Qwen3-TTS Voice Cloning

Multilingual voice cloning and TTS with Qwen3-TTS — 10+ languages, streaming, emotion control

Qwen3-TTS by Alibaba is a state-of-the-art text-to-speech model supporting 10+ languages with voice cloning from just 3 seconds of audio. It features natural language emotion control ("speak happily", "whisper softly"), streaming with 97ms latency, and two model sizes (0.6B and 1.7B). Released under Apache 2.0, it's one of the most capable open-source TTS systems available.

Key Features

10+ languages: English, Chinese, Japanese, Korean, French, German, Spanish, and more
3-second voice cloning: Clone any voice from a short audio sample
Natural emotion control: Control style with plain text instructions
Streaming support: 97ms first-token latency — great for real-time apps
Two sizes: 0.6B (4GB VRAM) and 1.7B (8GB VRAM)
Fine-tunable: Base models available for custom training
Apache 2.0 license: Full commercial use

Model Variants

Model

Parameters

VRAM

Quality

Speed

Best For

Qwen3-TTS-0.6B-Instruct

0.6B

4GB

Good

Fast

Real-time, budget GPUs

Qwen3-TTS-1.7B-Instruct

1.7B

8GB

Best

Medium

Production quality

Qwen3-TTS-0.6B-Base

0.6B

4GB

—

Fine-tuning

Qwen3-TTS-1.7B-Base

1.7B

8GB

—

Fine-tuning

Requirements

Component

0.6B

1.7B

GPU

RTX 3060 6GB

RTX 3080 10GB

VRAM

4GB

8GB

RAM

8GB

16GB

Disk

5GB

10GB

Python

3.10+

Recommended Clore.ai GPU: RTX 3060 ($0.15–0.3/day) for 0.6B, RTX 3080 ($0.2–0.5/day) for 1.7B

Installation

pip install transformers torch torchaudio soundfile

Quick Start — Voice Cloning

import torch
import torchaudio
from transformers import AutoModelForCausalLM, AutoProcessor

model_name = "Qwen/Qwen3-TTS-12Hz-1.7B-Instruct"
processor = AutoProcessor.from_pretrained(model_name)
model = AutoModelForCausalLM.from_pretrained(
    model_name,
    torch_dtype=torch.float16,
    device_map="auto"
)

# Load reference voice (3+ seconds of any voice)
reference_audio, sr = torchaudio.load("reference_voice.wav")

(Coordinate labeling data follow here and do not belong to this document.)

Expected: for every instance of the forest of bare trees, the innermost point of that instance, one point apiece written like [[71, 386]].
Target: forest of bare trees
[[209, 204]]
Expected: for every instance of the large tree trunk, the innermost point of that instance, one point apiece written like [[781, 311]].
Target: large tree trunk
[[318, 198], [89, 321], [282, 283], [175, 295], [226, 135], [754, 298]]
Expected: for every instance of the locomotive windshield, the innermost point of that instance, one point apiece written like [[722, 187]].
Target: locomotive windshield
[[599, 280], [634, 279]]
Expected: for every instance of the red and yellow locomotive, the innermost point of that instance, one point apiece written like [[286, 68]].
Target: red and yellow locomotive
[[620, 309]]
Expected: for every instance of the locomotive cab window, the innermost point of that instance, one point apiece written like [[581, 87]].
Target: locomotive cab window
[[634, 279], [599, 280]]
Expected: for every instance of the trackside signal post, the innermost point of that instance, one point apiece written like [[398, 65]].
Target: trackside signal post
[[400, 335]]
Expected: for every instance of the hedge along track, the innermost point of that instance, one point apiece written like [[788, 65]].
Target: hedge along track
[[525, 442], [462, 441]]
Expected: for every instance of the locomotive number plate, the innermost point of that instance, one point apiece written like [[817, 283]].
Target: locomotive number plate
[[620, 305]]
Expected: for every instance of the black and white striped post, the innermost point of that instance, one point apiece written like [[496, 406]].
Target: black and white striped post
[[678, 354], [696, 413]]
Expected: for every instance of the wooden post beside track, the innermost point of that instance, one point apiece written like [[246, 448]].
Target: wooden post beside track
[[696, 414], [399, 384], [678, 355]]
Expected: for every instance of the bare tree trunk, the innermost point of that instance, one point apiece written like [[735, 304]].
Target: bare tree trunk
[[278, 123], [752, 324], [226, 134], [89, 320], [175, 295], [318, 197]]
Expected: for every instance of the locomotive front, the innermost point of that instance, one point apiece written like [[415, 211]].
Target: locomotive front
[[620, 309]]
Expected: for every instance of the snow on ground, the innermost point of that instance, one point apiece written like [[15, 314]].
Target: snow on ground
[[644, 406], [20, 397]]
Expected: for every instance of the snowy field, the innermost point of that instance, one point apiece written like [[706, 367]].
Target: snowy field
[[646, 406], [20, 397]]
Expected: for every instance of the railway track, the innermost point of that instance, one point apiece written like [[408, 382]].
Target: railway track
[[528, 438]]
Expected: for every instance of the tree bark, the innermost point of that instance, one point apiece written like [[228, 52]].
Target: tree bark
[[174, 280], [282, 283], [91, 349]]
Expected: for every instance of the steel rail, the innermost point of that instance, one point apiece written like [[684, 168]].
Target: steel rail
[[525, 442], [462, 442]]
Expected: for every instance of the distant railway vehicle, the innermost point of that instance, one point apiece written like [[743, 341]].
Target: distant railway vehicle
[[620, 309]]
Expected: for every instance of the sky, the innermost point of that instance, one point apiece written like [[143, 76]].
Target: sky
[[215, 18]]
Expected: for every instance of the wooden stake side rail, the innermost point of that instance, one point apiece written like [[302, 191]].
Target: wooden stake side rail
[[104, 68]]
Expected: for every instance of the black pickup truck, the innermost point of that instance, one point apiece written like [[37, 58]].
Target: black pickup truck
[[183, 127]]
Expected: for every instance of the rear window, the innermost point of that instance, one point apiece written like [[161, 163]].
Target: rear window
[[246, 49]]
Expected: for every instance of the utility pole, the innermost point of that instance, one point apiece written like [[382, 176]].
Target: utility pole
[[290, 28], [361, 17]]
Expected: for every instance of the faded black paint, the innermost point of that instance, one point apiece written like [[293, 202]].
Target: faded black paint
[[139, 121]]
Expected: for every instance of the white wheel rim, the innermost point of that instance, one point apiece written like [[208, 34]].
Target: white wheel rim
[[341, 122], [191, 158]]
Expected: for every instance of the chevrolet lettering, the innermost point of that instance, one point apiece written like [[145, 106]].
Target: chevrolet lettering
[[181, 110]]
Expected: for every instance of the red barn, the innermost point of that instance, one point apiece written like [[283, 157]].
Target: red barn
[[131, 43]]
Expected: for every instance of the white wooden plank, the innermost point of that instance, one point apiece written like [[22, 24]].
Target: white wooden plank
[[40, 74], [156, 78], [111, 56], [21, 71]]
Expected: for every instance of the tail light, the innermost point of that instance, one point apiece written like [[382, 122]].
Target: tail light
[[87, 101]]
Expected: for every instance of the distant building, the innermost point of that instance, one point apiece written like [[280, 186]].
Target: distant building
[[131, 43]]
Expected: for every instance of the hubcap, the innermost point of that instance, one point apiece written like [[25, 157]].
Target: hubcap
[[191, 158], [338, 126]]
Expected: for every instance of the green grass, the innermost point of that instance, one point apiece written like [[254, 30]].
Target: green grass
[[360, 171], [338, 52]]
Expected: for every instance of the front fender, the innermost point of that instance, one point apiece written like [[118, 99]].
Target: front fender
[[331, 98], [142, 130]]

# Generate speech cloning that voice
text = "Welcome to Clore.ai, the decentralized GPU rental marketplace."
inputs = processor(
    text=text,
    audio=reference_audio,
    sampling_rate=sr,
    return_tensors="pt"
).to("cuda")

with torch.no_grad():
    output = model.generate(**inputs, max_new_tokens=2048)

# Decode and save
audio = processor.decode(output[0])
torchaudio.save("output.wav", audio.unsqueeze(0), 24000)

Emotion Control

# Control emotion with natural language instructions
prompts = [
    ("Speak happily and energetically", "Great news! We just launched the new feature!"),
    ("Whisper softly and gently", "Let me tell you a secret about GPU pricing..."),
    ("Speak professionally and clearly", "The quarterly results show a 40% increase in revenue."),
    ("Speak with excitement", "You won't believe the benchmark results!"),
]

for style, text in prompts:
    inputs = processor(
        text=text,
        style_prompt=style,
        audio=reference_audio,
        sampling_rate=sr,
        return_tensors="pt"
    ).to("cuda")
    
    output = model.generate(**inputs, max_new_tokens=2048)
    audio = processor.decode(output[0])
    torchaudio.save(f"output_{style[:10]}.wav", audio.unsqueeze(0), 24000)

Multilingual Generation

# Generate in different languages (same voice!)
texts = {
    "en": "Hello, welcome to the GPU marketplace.",
    "zh": "你好，欢迎来到GPU市场。",
    "ja": "こんにちは、GPUマーケットプレイスへようこそ。",
    "ko": "안녕하세요, GPU 마켓플레이스에 오신 것을 환영합니다.",
    "fr": "Bonjour, bienvenue sur le marché GPU.",
    "de": "Hallo, willkommen auf dem GPU-Marktplatz.",
}

for lang, text in texts.items():
    inputs = processor(
        text=text, audio=reference_audio, sampling_rate=sr,
        language=lang, return_tensors="pt"
    ).to("cuda")
    output = model.generate(**inputs, max_new_tokens=2048)
    audio = processor.decode(output[0])
    torchaudio.save(f"output_{lang}.wav", audio.unsqueeze(0), 24000)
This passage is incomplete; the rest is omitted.